Congenital X-Linked Retinoschisis

What is congenital X-linked retinoschisis?

Congenital X-linked retinoschisis is an early-onset hereditary retinal disease characterized by splitting (schisis) of the retinal layers, particularly in the center of vision (fovea) and/or in the peripheral retina.

Estimates indicate that 1 in 5000 to 1 in 25,000 patients experience congenital X-linked retinoschisis depending on which population is studied.

Learn more about congenital X-linked retinoschisis at ASRS

What are the symptoms of congenital X-linked retinoschisis?

Vision loss is the most common symptom. Congenital X-linked retinoschisis is typically diagnosed in males between the ages of 3 months and school age with symptoms that include crossed eyes (strabismus), abnormal eye movements (nystagmus) and “lazy eye” (amblyopia). When loss of vision is mild, it is often not detected until a child fails vision screening at school.

What are the causes of congenital X-linked retinoschisis?

The exact cause of the retinal-splitting characteristic of congenital X-linked retinoschisis has yet to be established. Identification of at least 191 different mutations in the retinoschisin (RS1) gene—an adhesive protein—suggests that the condition occurs as a consequence of impaired cell-to-cell adhesion or bonding. Apart from heredity, there are no specific risk factors.

How is congenital X-linked retinoschisis diagnosed and tested?

Congenital X-linked retinoschisis remains a clinical diagnosis. Affected males typically have characteristic foveal schisis. The peripheral retina also may be involved, with splitting of the retinal layers resulting in a blister-like elevation of the lower part of the retina. In severe cases retinal detachment may occur. Congenital X-linked retinoschisis typically affects both eyes, although often not to the same degree.

An electroretinogram (ERG) test, which evaluates the electrical “circuitry” properties of the retina, shows a typical finding in patients with congenital X-linked retinoschisis (selective reduction of the amplitude of the b-wave). Optical coherence topography (OCT)—a way of imaging the retinal structure— demonstrates the typical intraretinal cystic spaces.

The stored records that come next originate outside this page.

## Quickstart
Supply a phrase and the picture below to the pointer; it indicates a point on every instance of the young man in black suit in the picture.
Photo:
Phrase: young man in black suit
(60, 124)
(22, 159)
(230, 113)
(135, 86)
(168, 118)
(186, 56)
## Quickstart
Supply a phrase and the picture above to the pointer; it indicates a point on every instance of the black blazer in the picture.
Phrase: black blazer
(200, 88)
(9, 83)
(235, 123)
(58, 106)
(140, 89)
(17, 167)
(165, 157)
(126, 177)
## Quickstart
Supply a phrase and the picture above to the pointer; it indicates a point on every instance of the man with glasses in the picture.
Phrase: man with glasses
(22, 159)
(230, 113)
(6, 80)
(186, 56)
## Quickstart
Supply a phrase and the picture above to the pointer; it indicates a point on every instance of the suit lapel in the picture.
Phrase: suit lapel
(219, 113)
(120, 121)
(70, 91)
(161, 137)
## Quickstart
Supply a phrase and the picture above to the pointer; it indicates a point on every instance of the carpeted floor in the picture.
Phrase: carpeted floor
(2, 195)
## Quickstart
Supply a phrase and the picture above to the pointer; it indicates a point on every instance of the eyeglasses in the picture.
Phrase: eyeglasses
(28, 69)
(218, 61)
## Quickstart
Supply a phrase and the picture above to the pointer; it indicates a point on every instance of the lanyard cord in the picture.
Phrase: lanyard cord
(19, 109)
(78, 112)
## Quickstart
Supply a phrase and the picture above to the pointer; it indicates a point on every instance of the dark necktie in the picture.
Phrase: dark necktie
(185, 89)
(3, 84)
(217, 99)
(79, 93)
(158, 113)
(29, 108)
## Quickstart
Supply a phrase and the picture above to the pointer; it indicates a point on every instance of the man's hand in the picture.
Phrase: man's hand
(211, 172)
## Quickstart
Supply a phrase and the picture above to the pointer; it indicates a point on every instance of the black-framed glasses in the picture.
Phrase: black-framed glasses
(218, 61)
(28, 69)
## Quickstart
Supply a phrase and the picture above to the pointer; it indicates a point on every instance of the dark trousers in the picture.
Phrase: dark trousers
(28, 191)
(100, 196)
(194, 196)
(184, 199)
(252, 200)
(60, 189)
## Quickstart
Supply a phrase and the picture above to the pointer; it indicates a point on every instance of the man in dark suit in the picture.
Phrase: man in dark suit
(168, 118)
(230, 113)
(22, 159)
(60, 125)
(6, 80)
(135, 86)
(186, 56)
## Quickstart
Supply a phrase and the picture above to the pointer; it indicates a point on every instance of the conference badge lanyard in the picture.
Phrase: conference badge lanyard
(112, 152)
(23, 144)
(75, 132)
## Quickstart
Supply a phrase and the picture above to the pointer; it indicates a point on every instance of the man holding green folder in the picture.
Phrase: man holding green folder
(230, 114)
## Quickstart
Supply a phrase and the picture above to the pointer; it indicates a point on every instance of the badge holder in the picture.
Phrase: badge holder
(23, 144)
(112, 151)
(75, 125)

The trait is passed genetically to affected males by their mothers. Genetic testing is available and may prove helpful for women at risk of carrying the trait for RS. Female carriers usually cannot be identified clinically because they show no retinal findings and have normal ERG responses and OCTs. They are identified only through analysis of their family trees. Examination of male siblings and other maternal male relatives (maternal grandfather, maternal uncles, etc.) may be helpful. Genetic counseling is advisable for families in which congenital X-linked retinoschisis has affected male members.

How is congenital X-linked retinoschisis treated?

The foveal and peripheral retinal splitting that occurs in schisis cannot be treated, but secondary complications may require treatment. These include vitreous hemorrhage or bleeding into the gel that fills the back of the eye (4% – 40%) and retinal detachment (5%–22%). Blood filling the eye may impair vision to the degree that it needs to be removed to restore vision. The retinal detachments in congenital X-linked retinoschisis can be complicated, and are treated surgically as well. Crossed eyes (strabismus) and lazy eye (amblyopia) are treated by pediatric ophthalmologists.

Congenital X-linked retinoschisis is a lifelong disease. Vision is typically between 20/60 and 20/120 during teenage and middle-aged years. This level of vision can be improved with low-vision aids. Once stable, individuals with Congenital X-Linked retinoschisis are usually followed every 6-12 months with examination and imaging (OCT and color photography).